“What are they going to do with”—she could barely force the words out, but she had to know—“with Daniel’s body?”

  Hanfstaengl’s eyebrows lifted in surprise. “I have no idea. Does it matter, at this point?”

  “He should be buried by sunset. It’s important in his religion.” She realized what she was saying and hysteria bubbled in her chest, threatening to break loose in peals of wild laughter. What was she thinking—suggesting the National Socialists ought to bury Daniel in accordance with his faith, as though they cared a toss about their Jewish victims?

  Besides, he’d been executed illegally. They would be eager to conceal his body. Most likely, they’d dig a grave for him in an abandoned field or forest on the outskirts of Berlin, where no one would ever find him. She wouldn’t even have the luxury of visiting his grave.

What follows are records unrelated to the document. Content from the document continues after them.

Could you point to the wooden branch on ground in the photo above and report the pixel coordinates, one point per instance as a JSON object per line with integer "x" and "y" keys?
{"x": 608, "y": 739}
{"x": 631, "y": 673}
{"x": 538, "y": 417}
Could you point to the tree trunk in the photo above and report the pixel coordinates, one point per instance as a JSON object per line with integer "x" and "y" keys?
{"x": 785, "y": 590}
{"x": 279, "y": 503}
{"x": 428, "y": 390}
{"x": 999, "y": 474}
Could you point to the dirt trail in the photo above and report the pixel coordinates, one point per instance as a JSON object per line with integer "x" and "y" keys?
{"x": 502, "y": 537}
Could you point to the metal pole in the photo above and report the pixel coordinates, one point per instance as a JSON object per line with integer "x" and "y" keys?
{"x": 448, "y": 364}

  Hanfstaengl was talking, but she didn’t hear him. She clutched her purse, so that she had something to hold onto, her fingers curling over the bulge of her revolver. If only she hadn’t run but had stayed to shoot those men instead. . . .

  Knowledge blazed through her brain like a line of fire. She knew what she had to do. She could give Daniel’s death meaning. That could be her last gift to him, not her declaration of love.

  She would punish the men who had murdered him.

  “I beg your pardon,” she interrupted Herr Hanfstaengl. “Where was Daniel killed? I deserve to know,” she added when he hesitated, looking unsure of himself. “Give me that much at least.”

  “I really shouldn’t say—”

  “I want to know what his final moments were like,” Gretchen snapped. When Hanfstaengl remained silent, she stepped closer to him, trying to smooth out the anger in her face. Hanfstaengl would want her to act submissive and contrite, she knew. She’d let him think that was exactly how she felt. For Daniel’s sake, she would lie to everyone. “I promise, I’ll leave Berlin straightaway if you’ll tell me. I only want to know what sort of place he was in—and if he suffered very much.”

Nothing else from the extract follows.